AUBURN — Al Manoian has an ambitious summer planned for the city’s downtown — full of symposiums, sidewalk cafes, brainstorming sessions and slower traffic.
The result will be a more vital downtown that’s ready for retail, small business and urban life, Manoian, Auburn’s economic development specialist, said.
“Maine’s economy is coming back, and over the next 10 years Maine will experience growth,” he said. “But, all that growth will only occur in the metropolitan areas of Maine — those cities that have equipped and formatted themselves. That’s where all that growth, the escalation of value, the gravitational pull of young people and new companies, will be. It will come only to those cities that are prepared.”
He plans to formally kick off his action plan at 5:30 p.m. Thursday, Feb. 13, at the Auburn Public Library with a slide-show tour of the downtown.
“My fear, and I’m going say this especially that night, if we don’t start immediately, we won’t be ready,” Manoian said. “We don’t even have a team on the field, so we better get ready now.”
As an added bonus, the circa 1915 bells removed from New Auburn’s St. Louis Church last year will be on display at the library during the presentation. The city is launching a Kickstarter campaign to buy the bells and keep them in Auburn.
“We want to create a new heritage monument somewhere in New Auburn and have those bells as a part of it,” Manoian said.
Auburn’s downtown, especially Court Street, is much less a destination than a way to get somewhere else. Cars speed down the street’s four lanes on the way home, or to dinner, or shopping or work.
That comes from specific decisions the city made in the 1950s to streamline traffic through the downtown, at the expense of small businesses and downtown life.
The result is a street with a little foot traffic.
“All the businessmen in downtown Auburn said, at that time, that this would obliterate retailing in downtown Auburn if we did this,” Manoian said. “They knew this at the time, but the traffic engineers said it was the future. So this is what we did, and we can see the result.”
At the Feb. 13 discussion Manoian plans to detail eight programs designed to turn that around. They range from slowing Court Street traffic by enforcing speed limits and bringing back on-street parking to meeting with downtown business owners to get their ideas.
“Every downtown I’ve been a part of has had a downtown neighborhood association, but this one doesn’t,” he said. “That needs to change.”
He hopes to revamp the city’s building and site-control philosophy, changing zoning codes that isolate buildings from their neighbors to codes that create districts that work together.
He also hopes to build interest along the streets, giving drivers and passers-by a reason to stop and look. That involves bringing Auburn restaurants and entertainment to Court Street every Thursday night this summer. He plans to create a sidewalk cafe in front of Auburn Hall from Mechanics Row to Main Street, hoping the weekly celebrations will spread to other parts of the downtown.
Another idea is to create a studio space along Court Street that will host four to six idea sessions each week this summer.
“We’d encourage people to come up and talk about the issues, to talk about what interests them,” Manoian said. “I really want to encourage unique discussions and off-the-wall ideas.”

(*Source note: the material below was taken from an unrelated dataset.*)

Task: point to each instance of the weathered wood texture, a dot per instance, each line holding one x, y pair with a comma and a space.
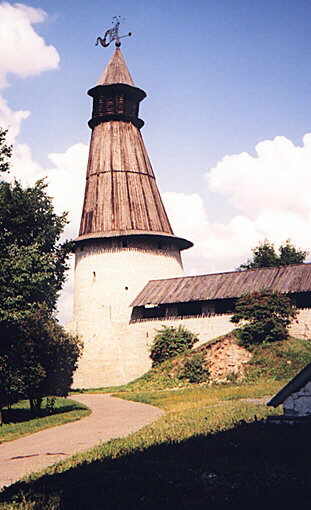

It would culminate in a March or April three-day symposium on urban lifestyles. He hopes to bring in national and regional experts on economics, design and tourism to discuss reasons to develop a downtown and ways to make it happen.
“We are really going to be hitting our stride this spring, and we want the world to know that we are transforming this place in a deep, fundamental way,” he said. “It’s not just window dressing.”
Big Plans for Downtown Auburn
Al Manoian’s eight ideas for bringing new life to the area
1. Monthly downtown connective sessions for downtown business owners, workers and residents to talk about issues that interest and concern them.
2. Street movement design group consisting of city officials and local business owners to discuss ways to turn the Court Street corridor into a more pedestrian friendly, visually interesting area.
3. Form based codes will replace typical zoning in downtown area and New Auburn. Instead of concerning themselves with designs for individual properties, form based codes look to create a district wide look and feel for buildings.
4. X Studio, an experimental gallery-like store front on Court Street where people will gather to discuss downtown and other issues four to six times each week, should begin this spring.
5. Sidewalks Alive!, a Thursday night program bringing Auburn restaurants and entertainment to the Court Street sidewalk in front of Auburn Hall each week from Memorial Day to Labor Day.
6. Replacing Downtown “intersections” with “squares and places” to remind residents of the area’s history and draw some interest to them. For example, the Court Street/Turner Street/Mechanics Row intersection was once known as Court Square.
7. A Heritage Sculpture Garden in the park between Main Street and Great Falls School should bring the city’s sculpture of Edward Little back downtown. That sculpture is now featured outside of the Auburn high school that bears his name.
8. A New Urban Lifestyle Symposium will be scheduled for the spring. It should bring urban planners and theorists to the city for three days of discussion.